Doha (AsiaNews / Agencies) - The economic and financial impact of the more than nine month Saudi Arabian blockade on Doha "are weakening"; however, there are still "certain elements of risk" for the Gulf emirate. This is what the experts of the International Monetary Fund (IMF) say, according to which the Doha leaders have been able to open new avenues to trade and the growth indices remain always positive.
For months Qatar has been at the center of a serious political, diplomatic and economic crisis that pits it against the other Gulf countries, led by Riyadh. According to some, the clash between Qatar and Saudi Arabia originates from the ties between Doha and Tehran, the number one enemy of the Saudis in the region, and the supposed support for terrorist groups. In fact behind the controversy - which also involved the Qatar Al Jazeera satellite channel, which Riyadh wants shut down - there would be a counterattack within Sunni Islam and, in particular, between Doha and Abu Dhabi.
An IMF report released in recent days shows that the effects of the economic blockade imposed by Saudi Arabia, United Arab Emirates, Bahrain and Egypt - which cut off all diplomatic and commercial relations with Doha last June – have been "transitory" . If, on the one hand, foreign financing and private deposits decreased by about 40 billion dollars, on the other hand the decline was offset by injections of liquidity by the Central Bank and the Qatar investment authority.
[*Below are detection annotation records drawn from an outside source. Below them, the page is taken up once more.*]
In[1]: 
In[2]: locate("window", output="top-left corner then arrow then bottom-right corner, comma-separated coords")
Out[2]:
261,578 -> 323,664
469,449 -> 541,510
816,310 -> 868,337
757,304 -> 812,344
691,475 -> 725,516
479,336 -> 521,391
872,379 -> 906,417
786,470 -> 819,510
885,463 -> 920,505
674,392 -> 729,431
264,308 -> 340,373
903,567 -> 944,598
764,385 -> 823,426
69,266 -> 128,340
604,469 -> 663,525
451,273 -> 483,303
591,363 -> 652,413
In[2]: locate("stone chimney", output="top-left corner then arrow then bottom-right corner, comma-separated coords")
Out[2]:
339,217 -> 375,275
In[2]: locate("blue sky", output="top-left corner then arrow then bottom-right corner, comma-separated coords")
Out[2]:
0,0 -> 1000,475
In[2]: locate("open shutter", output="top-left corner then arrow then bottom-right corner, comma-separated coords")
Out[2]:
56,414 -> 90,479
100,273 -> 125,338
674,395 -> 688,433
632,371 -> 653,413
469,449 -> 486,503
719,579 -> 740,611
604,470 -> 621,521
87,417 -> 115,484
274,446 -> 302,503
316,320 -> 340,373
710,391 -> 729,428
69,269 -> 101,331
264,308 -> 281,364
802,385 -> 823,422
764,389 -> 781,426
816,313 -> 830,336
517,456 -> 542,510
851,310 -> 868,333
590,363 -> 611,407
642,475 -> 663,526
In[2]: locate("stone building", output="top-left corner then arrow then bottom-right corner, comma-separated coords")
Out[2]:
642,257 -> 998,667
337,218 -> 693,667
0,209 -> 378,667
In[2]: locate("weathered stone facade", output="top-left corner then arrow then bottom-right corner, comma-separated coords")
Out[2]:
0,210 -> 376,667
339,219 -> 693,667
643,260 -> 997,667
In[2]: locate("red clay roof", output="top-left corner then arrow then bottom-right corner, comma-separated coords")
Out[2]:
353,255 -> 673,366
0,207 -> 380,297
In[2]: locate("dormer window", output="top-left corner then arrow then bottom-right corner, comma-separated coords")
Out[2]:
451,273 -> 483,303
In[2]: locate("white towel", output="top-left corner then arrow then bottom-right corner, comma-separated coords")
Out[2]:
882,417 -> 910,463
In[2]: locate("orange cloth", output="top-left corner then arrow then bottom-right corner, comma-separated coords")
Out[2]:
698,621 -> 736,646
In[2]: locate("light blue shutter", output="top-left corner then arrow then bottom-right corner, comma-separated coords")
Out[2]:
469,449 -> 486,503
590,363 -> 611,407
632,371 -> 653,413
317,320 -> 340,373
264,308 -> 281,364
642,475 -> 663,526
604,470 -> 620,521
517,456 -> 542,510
Like other Gulf nations that base their wealth on energy production, Qatar has suffered the backlash caused by the global collapse in oil and natural gas prices. This has imposed the introduction of austerity measures based to guarantee the state budget, in the face of a series of economic indicators that show a negative balance: in the non-hydrocarbons, 2017 showed a growth of 4%, down from at 5.6% of the previous year. Last year's Gross Domestic Product (GDP) stood at 2.1%, a slight decline compared to 2.2% in 2016. The budget deficit fell to 6.0% of GDP, compared to 9, 2% of the previous year.
The great crisis that was feared due to the blockade of the Gulf countries did not materialize, but according to IMF experts, elements of risk remain. The main ones, they explain, "concern the possibility of a fall in oil prices, the application of fiscal measures and the uncertainties linked to the persistence of the diplomatic controversy".
In the past, Qatar depended largely on imports from neighbouring Saudi Arabia for food stocks, including milk and other dairy products. Hence the need for 2.7 million inhabitants to find alternative sources for food supplies [read Turkey, Iran and Morocco], while strengthening domestic production.